Olhos avermelhados, dor intensa e sensação de cisco. Esses podem ser sintomas da ceratite microbiana. De acordo com o Conselho Brasileiro de Oftalmologia (CBO), o problema ocorre por meio da inflamação da córnea – região externa dos olhos, comparada ao vidro de um relógio – de natureza infecciosa, considerada urgência oftalmológica, em função do risco de perda visual. Os principais agentes causadores são bactérias, podendo ser causadas também por vírus, amebas e fungos. O contágio por esses microrganismos está relacionado a traumas, uso de lentes de contato ou doenças e cirurgias oftalmológicas.

O diagnóstico e o tratamento, quando realizados precocemente, são fundamentais para o restabelecimento do olho afetado. A córnea, atingida pela doença, funciona como barreira protetora da superfície ocular. Ainda segundo o CBO, a ceratite microbiana é grave e pode piorar rapidamente se não for tratada. A doença tem risco de perfuração e extensão para outras áreas do olho, levando até à cegueira. No caso de trauma ocular com plantas – comum em momentos de lazer em parques – o risco por fungos aumenta.

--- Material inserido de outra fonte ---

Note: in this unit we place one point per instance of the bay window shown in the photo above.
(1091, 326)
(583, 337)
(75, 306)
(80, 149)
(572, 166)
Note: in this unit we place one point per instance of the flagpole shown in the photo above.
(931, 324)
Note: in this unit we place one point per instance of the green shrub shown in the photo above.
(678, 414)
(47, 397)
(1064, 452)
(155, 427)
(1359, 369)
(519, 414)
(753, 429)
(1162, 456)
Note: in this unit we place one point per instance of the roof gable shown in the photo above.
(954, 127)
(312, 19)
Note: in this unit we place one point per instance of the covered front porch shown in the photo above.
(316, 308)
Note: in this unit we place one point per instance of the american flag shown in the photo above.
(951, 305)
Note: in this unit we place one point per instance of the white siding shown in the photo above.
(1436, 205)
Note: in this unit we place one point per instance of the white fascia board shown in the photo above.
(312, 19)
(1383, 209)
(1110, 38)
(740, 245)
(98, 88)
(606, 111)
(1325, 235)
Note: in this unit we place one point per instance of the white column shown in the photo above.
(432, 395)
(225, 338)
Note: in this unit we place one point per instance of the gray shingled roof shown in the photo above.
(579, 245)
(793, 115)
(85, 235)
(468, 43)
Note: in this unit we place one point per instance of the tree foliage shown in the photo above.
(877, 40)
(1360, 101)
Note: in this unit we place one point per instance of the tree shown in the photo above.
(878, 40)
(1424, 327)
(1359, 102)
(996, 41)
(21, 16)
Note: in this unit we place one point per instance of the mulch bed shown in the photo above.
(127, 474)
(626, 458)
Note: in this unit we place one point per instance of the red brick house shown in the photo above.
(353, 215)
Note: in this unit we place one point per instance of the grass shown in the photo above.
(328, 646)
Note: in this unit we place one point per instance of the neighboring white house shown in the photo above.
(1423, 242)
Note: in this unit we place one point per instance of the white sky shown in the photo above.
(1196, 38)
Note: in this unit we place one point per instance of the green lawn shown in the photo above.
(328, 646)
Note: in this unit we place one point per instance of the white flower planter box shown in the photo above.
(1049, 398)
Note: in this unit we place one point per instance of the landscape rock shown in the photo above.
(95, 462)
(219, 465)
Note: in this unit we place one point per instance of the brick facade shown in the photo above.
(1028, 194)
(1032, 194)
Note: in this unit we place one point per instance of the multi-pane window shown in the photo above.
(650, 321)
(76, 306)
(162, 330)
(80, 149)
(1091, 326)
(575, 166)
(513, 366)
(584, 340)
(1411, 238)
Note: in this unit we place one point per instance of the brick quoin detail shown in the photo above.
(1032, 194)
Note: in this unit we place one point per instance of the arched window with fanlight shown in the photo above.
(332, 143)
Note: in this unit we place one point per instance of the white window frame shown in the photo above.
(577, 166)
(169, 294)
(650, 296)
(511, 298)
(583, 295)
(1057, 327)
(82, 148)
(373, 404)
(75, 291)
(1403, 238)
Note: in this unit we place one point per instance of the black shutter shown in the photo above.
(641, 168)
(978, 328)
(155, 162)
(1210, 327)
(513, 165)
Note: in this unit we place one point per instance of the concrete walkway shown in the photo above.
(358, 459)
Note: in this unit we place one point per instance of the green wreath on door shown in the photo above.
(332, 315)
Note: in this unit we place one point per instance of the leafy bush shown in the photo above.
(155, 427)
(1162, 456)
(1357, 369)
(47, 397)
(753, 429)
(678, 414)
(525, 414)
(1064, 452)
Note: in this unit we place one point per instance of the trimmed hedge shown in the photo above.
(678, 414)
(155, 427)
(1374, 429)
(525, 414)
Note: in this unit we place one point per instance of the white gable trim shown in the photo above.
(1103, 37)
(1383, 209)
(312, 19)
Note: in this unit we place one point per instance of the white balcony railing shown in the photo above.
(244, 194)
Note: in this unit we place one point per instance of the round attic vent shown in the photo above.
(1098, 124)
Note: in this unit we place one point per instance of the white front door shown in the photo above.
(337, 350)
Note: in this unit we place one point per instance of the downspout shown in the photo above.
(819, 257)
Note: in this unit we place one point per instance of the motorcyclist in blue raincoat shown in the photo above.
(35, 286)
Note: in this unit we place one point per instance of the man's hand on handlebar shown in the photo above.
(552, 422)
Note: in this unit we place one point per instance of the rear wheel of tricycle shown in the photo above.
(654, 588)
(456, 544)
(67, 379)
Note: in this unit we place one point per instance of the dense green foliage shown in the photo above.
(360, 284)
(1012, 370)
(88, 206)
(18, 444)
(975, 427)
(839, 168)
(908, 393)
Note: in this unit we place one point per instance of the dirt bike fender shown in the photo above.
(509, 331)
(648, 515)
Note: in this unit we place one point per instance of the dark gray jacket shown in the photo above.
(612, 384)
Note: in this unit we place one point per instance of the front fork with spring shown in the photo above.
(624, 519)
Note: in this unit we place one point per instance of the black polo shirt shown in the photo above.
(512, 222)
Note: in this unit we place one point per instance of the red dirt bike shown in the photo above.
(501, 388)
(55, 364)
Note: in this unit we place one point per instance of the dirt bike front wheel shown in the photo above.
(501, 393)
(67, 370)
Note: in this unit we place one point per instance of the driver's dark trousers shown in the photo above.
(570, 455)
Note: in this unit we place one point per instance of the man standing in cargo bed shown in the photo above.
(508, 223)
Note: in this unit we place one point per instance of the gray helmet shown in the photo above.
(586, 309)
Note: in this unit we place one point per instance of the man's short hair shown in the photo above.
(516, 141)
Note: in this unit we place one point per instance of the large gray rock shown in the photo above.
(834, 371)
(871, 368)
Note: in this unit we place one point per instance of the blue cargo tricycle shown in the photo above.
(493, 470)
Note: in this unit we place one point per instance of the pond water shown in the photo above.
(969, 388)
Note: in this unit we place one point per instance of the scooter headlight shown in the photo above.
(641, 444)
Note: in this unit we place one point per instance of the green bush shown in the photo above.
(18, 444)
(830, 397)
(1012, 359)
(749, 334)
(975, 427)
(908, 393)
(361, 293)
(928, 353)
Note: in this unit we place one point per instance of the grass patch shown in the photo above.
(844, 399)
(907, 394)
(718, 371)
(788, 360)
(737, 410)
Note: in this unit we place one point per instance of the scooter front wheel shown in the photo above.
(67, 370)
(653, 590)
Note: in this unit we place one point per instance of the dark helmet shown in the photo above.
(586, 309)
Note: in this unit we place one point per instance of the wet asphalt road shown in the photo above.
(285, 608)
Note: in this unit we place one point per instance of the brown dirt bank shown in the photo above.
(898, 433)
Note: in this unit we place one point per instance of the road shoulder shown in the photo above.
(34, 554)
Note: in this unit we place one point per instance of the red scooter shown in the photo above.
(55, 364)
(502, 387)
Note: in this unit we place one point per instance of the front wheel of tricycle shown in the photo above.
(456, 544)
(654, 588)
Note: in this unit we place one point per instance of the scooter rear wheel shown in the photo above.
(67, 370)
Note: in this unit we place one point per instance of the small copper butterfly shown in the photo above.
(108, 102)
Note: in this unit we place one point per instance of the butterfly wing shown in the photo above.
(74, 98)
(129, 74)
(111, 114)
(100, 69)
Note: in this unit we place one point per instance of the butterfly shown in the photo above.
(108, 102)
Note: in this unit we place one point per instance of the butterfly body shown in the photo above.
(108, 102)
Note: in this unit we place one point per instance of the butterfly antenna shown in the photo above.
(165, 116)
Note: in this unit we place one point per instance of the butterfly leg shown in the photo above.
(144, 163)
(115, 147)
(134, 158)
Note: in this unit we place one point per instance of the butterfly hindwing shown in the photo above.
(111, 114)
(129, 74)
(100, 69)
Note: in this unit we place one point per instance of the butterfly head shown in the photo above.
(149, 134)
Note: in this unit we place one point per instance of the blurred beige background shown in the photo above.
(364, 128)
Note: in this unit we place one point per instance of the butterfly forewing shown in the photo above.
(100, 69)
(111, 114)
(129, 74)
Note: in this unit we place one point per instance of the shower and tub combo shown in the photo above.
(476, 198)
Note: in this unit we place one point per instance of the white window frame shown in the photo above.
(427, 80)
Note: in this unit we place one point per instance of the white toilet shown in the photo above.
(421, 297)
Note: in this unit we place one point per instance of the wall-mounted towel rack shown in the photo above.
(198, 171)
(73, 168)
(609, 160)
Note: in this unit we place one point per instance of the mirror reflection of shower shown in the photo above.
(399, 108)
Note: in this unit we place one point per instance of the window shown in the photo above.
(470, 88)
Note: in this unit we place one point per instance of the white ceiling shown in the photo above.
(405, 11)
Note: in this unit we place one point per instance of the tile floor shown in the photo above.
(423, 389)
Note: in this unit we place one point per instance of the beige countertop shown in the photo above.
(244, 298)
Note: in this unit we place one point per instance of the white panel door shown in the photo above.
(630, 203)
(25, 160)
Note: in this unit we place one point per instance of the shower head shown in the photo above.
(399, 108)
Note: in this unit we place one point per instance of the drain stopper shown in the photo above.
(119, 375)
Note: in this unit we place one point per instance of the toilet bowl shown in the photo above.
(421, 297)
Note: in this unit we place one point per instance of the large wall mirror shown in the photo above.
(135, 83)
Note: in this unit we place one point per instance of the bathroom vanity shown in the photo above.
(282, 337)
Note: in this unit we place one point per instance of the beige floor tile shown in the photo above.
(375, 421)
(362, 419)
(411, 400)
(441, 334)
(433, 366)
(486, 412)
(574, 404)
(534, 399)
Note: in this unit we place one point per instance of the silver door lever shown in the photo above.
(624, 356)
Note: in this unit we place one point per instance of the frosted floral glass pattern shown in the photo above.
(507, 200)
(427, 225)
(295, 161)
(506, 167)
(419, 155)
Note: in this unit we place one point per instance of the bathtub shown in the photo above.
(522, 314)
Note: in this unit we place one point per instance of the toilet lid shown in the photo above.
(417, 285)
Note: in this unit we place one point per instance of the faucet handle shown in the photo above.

Usuários de lentes de contato que não higienizam o estojo de maneira adequada ou dormem com as lentes têm risco maior de infecção por bactérias e amebas. Cirurgias oculares e traumas podem levar à infecção, especialmente se não houver uso adequado de colírios. A consulta com o especialista é fundamental porque existem outras formas de ceratite que não são infecciosas e, para cada caso, há um tratamento específico. Outros tipos de ceratite são por traumas físicas, alergias, neurológica ou de causa desconhecida – ceratite de Thygeson. Em caso de suspeita, consulte o oftalmologista.